18 noviembre 2009

Ocho

Si mi sonrisa no es la misma cuando sos vos quien me hace sonreír, si mi recorrido no es el mismo cuando sé por qué camino puedo encontrarte, si mis palabras dejan de ser palabras cuando pasas a mi lado, si mi deseo se vuelve capricho por el sólo hecho de estar prohibido... ¿Qué será de mi sabiéndote imposible? ¿Qué será de mi saboreándote imposible? Si te alejo con crueldad, ¿por qué me miras como si me conocieras? Si te muestro mi peor faceta que no sabría sostener, ¿por qué no se detiene tu curiosidad? Si conozco los límites, ¿por qué no soy capaz de frenar ante la frontera? Si todo es menos que una fantasía, ¿por qué es tan real tu nombre y tu piel? Tu andar y tu mirada que desgarra mis sentidos, que penetra en mis sueños de insomnio, que derrite mi frialdad hasta volverme pequeña. Yo, sin amor, sin virtud. Chapoteás en mi resistencia, le das color a mis sombras, usurpás mi soledad y la volvés irreal. A un paso, inalcanzable, como la noche, como tus ojos. Lo prohibido, lo imposible, lo deseable. Yo, sin amor, sin virtud. El sueño que me falta cuando no puedo dormir, la llama que anhelo en la fría oscuridad, el silencio que busco cuando no sé qué decir, mi andar errado, tu mirada que desgarra mis sentidos. Las cuatro letras de tu nombre que se repiten en las chapitas de gaseosa, en las colillas de cigarrillo, en los boletos de colectivo, en la palma de mi mano.
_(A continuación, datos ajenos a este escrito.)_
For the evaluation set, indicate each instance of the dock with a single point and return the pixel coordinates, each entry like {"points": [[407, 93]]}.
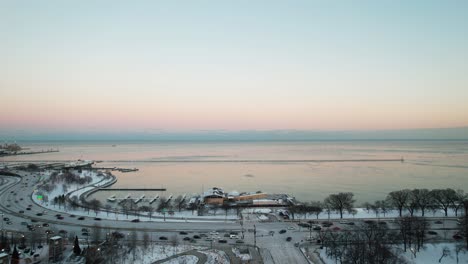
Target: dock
{"points": [[134, 189], [139, 199], [152, 200]]}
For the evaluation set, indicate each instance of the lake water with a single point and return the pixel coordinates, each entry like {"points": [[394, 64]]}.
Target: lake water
{"points": [[191, 167]]}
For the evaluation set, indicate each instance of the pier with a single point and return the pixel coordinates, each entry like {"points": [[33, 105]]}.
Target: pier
{"points": [[116, 169], [134, 189], [5, 154]]}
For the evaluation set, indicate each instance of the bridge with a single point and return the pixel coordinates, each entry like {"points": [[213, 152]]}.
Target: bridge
{"points": [[133, 189]]}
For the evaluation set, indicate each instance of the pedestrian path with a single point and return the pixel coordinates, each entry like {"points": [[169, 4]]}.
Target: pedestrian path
{"points": [[201, 257]]}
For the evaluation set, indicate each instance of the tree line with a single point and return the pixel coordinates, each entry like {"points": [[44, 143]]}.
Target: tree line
{"points": [[415, 200]]}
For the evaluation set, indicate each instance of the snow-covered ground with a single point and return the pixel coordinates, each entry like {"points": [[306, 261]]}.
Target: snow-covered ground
{"points": [[187, 259], [98, 180], [363, 213], [215, 256], [431, 253]]}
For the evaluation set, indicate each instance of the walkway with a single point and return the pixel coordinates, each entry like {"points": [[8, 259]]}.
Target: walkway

—Bueno —dijo al fin, luego de tres minutos y medio de silencio—, es bastante malo.

—Lo sé.

—Definitivamente es tuyo, muy tuyo. Pero le falta... le falta... poesía. Esto no se puede decir en voz alta, alguna cosa quizás, pero no, no, no se grita. El comienzo es malo y el final es peor.

Marito se detuvo unos minutos más a observar el manuscrito con cara de espanto.

—Maro... —dije interrumpiendo sus reflexiones —, creo que voy a dejar de escribir.

—¡¿Qué?!

—Sí, sí, voy a dejar de escribir, por lo menos por un tiempo... largo.

—¿De qué estás hablando, Anabella? ¡Vos no podés dejar de escribir! ¿Qué? ¡No!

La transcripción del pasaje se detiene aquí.